Imre Kertész / Barbara Lanciers / Jake Goodman
"Kaddish” is an exploration of ritual, loss, and unrelenting inner conflict in which the beleaguered central character mourns the absence of the child he never fathered during his failed marriage, his mantra being a refusal to bring a child into a world where horrors like the Holocaust can occur. As he attempts to reach the final Amen of the Kaddish prayer, he weaves a brutally honest, deeply personal, stream of consciousness web of the unseen casualties of war, political corruption, Jewish identity, and the humor of living. American staging of this magnificent novel, an eloquent meditation on human vulnerability and strength told through the eyes of a survivor of Holocaust.
After the premiere in Baltimore and in New York, the play toured to Hungary.
One can hardly find a text seemingly less suitable for theatre than Kertész’s novel.

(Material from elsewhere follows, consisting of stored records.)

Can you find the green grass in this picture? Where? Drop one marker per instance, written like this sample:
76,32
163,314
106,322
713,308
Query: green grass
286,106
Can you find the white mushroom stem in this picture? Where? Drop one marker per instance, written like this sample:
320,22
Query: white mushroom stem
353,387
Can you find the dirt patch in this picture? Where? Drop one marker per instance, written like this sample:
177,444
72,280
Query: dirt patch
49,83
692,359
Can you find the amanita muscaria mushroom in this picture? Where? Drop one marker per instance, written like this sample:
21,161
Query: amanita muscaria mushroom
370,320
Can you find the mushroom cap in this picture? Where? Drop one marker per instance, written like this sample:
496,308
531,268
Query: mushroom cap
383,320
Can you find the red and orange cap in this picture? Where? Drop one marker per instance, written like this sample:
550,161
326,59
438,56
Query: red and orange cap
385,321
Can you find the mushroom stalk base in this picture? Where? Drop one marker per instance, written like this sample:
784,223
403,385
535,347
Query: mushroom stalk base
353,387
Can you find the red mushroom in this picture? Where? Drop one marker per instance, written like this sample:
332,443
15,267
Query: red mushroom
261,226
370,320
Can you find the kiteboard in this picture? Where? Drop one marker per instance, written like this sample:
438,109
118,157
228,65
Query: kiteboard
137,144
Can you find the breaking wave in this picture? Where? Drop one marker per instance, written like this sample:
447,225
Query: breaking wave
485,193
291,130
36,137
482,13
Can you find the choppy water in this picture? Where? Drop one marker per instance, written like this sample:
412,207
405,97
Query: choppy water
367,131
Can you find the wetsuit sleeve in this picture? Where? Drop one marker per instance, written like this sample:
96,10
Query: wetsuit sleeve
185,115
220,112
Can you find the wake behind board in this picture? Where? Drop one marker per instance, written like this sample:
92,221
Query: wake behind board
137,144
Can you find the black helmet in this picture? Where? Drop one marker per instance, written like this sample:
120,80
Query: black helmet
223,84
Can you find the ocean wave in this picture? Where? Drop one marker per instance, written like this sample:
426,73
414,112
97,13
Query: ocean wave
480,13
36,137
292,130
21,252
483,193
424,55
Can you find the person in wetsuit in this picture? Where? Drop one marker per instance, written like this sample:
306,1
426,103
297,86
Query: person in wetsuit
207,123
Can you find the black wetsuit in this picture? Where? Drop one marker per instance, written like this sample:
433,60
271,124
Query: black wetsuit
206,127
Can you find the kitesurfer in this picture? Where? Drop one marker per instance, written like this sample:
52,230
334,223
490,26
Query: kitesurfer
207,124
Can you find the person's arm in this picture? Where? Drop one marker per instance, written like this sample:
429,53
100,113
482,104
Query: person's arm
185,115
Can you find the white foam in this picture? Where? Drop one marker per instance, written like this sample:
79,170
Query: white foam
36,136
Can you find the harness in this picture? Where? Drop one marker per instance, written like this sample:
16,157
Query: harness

However, Barbara Lanciers and Jake Goodman were able to find the authentic form on stage: their performance is wonderfully simple and reserved, saturated by the beauty of the text and the creators’ deep respect for it.
Andrea Tompa, President, Hungarian Theatre Critics’ Association wrote: “Though the novel itself is not driven by plot, the two artists created an excellent, spot-on adaptation and Jake Goodman combines incredible power, self-control, composure and inner fire in transmitting the inexplicable.”
Kertész is known to be strict and picky about how his works are produced. He refuses to give the permission for production, when he feels that that the play might deviate from his original work. But after the premiere of the production of Barbara Lanciers and Jake Goodman he wrote: “I am very happy that these young people understood my text and did such a wonderful selection and interpretation for the stage.”
A co-production with the Jewish Museum in Prague.